Ольга Седакова: стихи, смыслы, прочтения | страница 24



Но что же:
все исчезло, превратилось,
овцы, солнце и девица,
и шумит снотворный мак,
перетряхивая зерна,
рассыпая чудный сон.
(1: 269)

Внимание привлекает выделенное курсивом слово «чудный». Курсив у Седаковой иногда служит для обозначения цитат из других поэтов, и вполне вероятно, что здесь она подразумевает неоднократные упоминания «чудного сна» у Пушкина[34]. Но чудо сна воздействует и на образы из этого отрывка; кажется даже, что чудо возникает из этих образов и звуков – в самом буквальном смысле из загадочно шумных снотворных маковых зерен, вызывающих сновидения, но также и из звуков стихотворения.

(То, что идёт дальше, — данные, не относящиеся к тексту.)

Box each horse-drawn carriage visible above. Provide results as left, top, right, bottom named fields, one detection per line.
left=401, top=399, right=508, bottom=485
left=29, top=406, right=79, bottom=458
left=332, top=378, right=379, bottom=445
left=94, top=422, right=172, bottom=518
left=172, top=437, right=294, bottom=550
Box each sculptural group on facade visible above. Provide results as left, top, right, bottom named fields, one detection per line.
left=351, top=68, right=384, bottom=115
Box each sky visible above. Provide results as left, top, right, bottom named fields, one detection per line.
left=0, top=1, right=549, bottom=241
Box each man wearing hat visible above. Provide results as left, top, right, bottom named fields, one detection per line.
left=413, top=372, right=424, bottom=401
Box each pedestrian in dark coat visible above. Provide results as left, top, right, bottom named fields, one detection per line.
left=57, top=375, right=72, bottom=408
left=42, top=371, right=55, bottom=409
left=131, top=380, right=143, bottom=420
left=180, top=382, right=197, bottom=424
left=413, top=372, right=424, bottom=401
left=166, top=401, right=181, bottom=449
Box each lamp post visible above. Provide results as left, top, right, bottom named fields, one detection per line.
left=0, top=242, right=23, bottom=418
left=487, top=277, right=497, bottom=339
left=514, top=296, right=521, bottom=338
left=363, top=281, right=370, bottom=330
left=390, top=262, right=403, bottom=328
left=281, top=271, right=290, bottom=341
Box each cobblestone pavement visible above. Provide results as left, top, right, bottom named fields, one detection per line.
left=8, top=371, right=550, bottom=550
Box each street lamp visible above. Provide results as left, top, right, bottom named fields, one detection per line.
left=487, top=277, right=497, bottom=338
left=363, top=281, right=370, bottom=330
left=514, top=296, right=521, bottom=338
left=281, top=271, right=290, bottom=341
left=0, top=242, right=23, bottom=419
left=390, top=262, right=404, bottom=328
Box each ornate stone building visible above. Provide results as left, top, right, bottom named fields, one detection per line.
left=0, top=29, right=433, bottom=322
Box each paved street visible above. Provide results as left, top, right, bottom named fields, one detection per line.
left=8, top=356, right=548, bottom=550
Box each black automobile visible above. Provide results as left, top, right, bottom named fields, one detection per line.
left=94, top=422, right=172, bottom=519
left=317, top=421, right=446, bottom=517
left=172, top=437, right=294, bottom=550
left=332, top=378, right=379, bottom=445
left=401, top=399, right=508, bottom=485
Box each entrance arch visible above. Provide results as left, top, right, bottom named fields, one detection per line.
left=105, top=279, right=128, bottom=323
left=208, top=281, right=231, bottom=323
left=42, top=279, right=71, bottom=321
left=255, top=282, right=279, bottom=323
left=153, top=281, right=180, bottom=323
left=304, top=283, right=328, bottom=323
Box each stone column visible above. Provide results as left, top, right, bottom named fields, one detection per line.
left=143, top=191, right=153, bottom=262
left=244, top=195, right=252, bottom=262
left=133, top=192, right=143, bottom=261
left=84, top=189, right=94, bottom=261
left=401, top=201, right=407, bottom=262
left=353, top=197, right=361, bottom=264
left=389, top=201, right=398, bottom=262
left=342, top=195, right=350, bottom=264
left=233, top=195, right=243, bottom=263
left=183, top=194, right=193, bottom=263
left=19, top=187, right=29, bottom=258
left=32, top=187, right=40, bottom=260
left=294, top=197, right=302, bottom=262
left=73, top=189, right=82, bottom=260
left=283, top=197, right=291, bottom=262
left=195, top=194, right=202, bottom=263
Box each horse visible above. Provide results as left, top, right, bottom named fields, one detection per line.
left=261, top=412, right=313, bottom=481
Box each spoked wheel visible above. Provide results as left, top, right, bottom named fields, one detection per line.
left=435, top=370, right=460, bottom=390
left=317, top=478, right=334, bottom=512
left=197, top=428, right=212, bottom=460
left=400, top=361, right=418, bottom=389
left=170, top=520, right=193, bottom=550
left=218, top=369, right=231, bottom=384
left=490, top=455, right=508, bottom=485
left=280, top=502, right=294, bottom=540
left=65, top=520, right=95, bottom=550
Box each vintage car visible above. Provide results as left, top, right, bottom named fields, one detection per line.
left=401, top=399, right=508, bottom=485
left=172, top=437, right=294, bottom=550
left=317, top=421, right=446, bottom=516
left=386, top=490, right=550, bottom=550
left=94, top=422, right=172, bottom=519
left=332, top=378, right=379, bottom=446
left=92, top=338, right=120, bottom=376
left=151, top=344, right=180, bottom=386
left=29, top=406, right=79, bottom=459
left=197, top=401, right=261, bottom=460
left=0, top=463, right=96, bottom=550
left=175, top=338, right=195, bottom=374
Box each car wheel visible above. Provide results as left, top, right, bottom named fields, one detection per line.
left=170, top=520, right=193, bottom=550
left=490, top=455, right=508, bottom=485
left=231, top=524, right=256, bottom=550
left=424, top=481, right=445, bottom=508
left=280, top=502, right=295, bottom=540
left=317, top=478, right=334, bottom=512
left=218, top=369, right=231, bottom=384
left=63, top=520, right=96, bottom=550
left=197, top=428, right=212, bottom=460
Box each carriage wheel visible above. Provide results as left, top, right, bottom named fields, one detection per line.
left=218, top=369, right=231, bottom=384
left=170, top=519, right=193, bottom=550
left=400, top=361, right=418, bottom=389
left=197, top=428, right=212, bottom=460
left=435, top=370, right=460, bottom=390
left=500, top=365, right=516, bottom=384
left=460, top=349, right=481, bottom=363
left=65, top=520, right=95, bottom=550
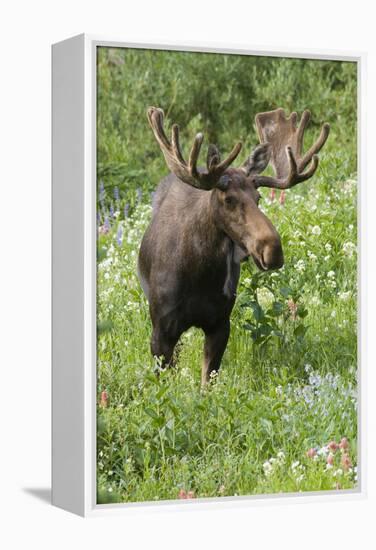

Повторение фразы «овцы, солнце и девица» с его мощными созвучиями буквализует превращение из предыдущей строки посредством рекомбинации звуков «в», «с», «ц» и «д / т». Созвучность этих простых слов связывает их в этой фразе в единое целое, а затем как будто освобождает, позволяя каждому из них явиться снова в виде отдельного сновидения.

Мы дошли примерно до середины стихотворения[35]; дальше я хочу обсудить только часть того сна, который разворачивается перед нами[36]. Она начинается со сказочного зачина и со знакомого мотива тернистого, полного препятствий пути в пастушью хижину – место, само по себе чреватое чудесами и расположенное как раз на перекрестке между природой и культурой. Переступив порог хижины, рассказчица сама делает паузу, отмечая тем самым важность этой границы, этого момента перехода во внутренние пределы собственного сна:

В бедной хижине альпийской
жил да был один знакомый
мне пастух. Пройдя тернистый
узкий склон, перебредя
ключ студеный – я у двери
постучала и вошла.
(1: 269)

Я тоже вслед за поэтом сделаю здесь паузу, потому что, приняв решение отделить шесть строк, чтобы проследить трудный путь сновидицы к пастушьей хижине, она замедляет и наш путь, заставляет нас пристально следить за этим переходом, напоминая, как принято в волшебных сказках, что на пути у героя встречается множество коварных препятствий, что только пройдя рискованные испытания, мы доберемся до хижины, где таится сокровище.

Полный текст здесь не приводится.